- Sharag Location within Iran
- Coordinates: 26°01′25″N 61°04′10″E﻿ / ﻿26.02361°N 61.06944°E
- Country: Iran
- Province: Sistan and Baluchestan
- County: Qasr-e Qand
- District: Talang
- Rural District: Sharak

Population (2016)
- • Total: 942
- Time zone: UTC+3:30 (IRST)

= Sharag =

Village in Sistan and Baluchestan province, Iran

Sharag (شارگ) (Note: Also romanized as Shārag; also known as Qal‘eh-ye Shārak and Shārak) is a village in, and the capital of, Sharak Rural District of Talang District, Qasr-e Qand County, Sistan and Baluchestan province, Iran.

==Demographics==
===Population===
At the time of the 2006 National Census, the village's population was 1,058 in 218 households, when it was in Talang Rural District of Polan District, Chabahar County.

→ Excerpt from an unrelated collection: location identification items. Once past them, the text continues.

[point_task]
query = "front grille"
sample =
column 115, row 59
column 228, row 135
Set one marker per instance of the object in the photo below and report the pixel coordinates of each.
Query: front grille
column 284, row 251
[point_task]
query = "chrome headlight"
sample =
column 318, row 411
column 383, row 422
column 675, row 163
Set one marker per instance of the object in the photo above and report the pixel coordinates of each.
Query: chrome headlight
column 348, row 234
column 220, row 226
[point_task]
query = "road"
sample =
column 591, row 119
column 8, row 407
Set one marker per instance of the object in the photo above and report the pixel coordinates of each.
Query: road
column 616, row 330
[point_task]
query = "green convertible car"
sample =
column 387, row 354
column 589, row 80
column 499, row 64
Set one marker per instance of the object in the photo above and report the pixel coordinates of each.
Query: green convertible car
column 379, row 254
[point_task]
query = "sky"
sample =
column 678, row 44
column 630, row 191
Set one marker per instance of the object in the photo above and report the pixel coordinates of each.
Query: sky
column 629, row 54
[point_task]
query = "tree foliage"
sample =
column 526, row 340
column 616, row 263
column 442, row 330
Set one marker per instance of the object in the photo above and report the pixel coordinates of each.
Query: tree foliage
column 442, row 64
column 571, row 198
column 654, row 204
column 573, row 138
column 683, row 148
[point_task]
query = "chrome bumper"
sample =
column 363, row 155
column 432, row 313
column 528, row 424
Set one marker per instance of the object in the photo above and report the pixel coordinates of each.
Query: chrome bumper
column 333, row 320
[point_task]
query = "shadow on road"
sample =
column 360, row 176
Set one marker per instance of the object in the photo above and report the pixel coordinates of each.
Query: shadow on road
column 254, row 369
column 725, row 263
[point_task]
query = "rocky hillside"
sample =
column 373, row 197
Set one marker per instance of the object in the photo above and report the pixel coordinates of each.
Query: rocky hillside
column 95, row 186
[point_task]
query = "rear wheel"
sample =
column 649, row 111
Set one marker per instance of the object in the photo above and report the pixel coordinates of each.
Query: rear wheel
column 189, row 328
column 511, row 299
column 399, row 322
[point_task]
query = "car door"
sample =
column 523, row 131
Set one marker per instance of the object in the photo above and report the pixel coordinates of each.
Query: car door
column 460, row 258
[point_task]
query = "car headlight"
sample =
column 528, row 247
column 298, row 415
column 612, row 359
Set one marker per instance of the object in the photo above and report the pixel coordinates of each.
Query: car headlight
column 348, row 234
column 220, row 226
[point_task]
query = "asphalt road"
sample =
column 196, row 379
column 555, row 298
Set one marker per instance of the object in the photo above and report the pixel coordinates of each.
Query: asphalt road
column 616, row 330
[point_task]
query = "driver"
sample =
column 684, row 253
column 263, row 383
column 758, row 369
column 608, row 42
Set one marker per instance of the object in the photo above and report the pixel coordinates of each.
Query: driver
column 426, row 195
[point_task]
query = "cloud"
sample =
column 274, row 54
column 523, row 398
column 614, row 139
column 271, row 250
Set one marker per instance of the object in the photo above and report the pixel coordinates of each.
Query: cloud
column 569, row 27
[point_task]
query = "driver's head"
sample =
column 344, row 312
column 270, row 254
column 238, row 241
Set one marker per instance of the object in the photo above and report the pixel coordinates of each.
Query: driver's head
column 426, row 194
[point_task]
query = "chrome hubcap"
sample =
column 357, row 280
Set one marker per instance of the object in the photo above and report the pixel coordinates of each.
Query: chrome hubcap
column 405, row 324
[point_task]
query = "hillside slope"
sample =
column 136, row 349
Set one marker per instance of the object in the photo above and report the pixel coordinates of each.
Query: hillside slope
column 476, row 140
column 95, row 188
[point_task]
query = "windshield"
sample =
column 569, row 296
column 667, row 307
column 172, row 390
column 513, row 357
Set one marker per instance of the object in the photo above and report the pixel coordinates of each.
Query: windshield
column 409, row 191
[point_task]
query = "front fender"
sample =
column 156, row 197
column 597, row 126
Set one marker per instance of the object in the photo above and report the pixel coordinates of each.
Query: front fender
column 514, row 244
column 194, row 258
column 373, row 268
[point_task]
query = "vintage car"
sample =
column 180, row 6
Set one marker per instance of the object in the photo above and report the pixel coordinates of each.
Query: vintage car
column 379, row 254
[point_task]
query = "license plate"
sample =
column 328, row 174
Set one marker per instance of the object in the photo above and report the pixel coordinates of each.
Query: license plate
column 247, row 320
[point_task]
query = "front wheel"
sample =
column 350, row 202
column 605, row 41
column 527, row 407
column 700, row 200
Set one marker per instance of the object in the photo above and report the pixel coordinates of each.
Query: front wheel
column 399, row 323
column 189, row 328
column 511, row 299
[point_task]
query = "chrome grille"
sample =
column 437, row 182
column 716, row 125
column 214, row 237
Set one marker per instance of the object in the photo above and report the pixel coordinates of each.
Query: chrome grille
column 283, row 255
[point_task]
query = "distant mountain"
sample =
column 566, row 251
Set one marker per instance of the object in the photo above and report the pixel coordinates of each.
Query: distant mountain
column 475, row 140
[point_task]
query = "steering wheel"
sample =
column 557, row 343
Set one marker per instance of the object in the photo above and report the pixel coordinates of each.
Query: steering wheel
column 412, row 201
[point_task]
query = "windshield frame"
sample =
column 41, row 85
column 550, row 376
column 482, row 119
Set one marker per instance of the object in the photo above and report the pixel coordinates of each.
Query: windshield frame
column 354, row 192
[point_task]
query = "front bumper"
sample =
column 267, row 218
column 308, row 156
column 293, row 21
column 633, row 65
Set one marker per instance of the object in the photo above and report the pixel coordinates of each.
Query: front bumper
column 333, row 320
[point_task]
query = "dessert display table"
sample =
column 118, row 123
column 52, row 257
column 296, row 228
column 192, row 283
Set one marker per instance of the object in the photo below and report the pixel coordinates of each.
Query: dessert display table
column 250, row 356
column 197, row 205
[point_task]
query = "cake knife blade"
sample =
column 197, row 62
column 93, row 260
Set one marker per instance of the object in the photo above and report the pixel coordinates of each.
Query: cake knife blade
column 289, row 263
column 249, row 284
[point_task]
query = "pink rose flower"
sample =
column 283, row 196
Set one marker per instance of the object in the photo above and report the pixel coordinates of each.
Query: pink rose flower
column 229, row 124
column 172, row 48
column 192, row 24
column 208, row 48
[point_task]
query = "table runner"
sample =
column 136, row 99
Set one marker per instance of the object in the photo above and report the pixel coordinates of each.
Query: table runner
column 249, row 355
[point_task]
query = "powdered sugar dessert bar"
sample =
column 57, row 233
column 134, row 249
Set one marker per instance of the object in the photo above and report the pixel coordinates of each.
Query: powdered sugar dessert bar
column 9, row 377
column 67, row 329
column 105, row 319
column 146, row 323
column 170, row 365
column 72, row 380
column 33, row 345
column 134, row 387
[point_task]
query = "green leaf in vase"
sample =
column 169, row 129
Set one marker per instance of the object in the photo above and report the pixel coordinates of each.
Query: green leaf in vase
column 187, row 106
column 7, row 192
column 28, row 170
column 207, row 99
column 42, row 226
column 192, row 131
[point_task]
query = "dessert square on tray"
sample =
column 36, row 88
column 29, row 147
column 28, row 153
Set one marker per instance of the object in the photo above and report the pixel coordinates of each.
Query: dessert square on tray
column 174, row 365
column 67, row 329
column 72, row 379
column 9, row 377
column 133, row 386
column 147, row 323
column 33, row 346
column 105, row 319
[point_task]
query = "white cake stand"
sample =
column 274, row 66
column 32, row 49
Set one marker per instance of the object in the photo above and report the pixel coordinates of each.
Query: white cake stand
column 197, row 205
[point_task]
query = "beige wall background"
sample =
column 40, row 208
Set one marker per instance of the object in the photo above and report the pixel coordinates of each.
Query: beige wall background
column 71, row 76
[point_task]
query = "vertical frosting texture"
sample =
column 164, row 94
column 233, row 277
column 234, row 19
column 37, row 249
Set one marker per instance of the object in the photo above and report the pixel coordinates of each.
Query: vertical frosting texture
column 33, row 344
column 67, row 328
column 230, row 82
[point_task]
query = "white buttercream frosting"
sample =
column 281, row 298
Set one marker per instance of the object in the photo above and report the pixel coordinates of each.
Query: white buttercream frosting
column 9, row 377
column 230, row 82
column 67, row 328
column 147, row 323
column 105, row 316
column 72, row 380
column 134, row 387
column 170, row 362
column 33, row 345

The following census in 2011 counted 701 people in 165 households. The 2016 census measured the population of the village as 942 people in 267 households, by which time the rural district had been separated from the county in the establishment of Qasr-e Qand County and transferred to the new Talang District. Sharag was transferred to Sharak Rural District created in the district.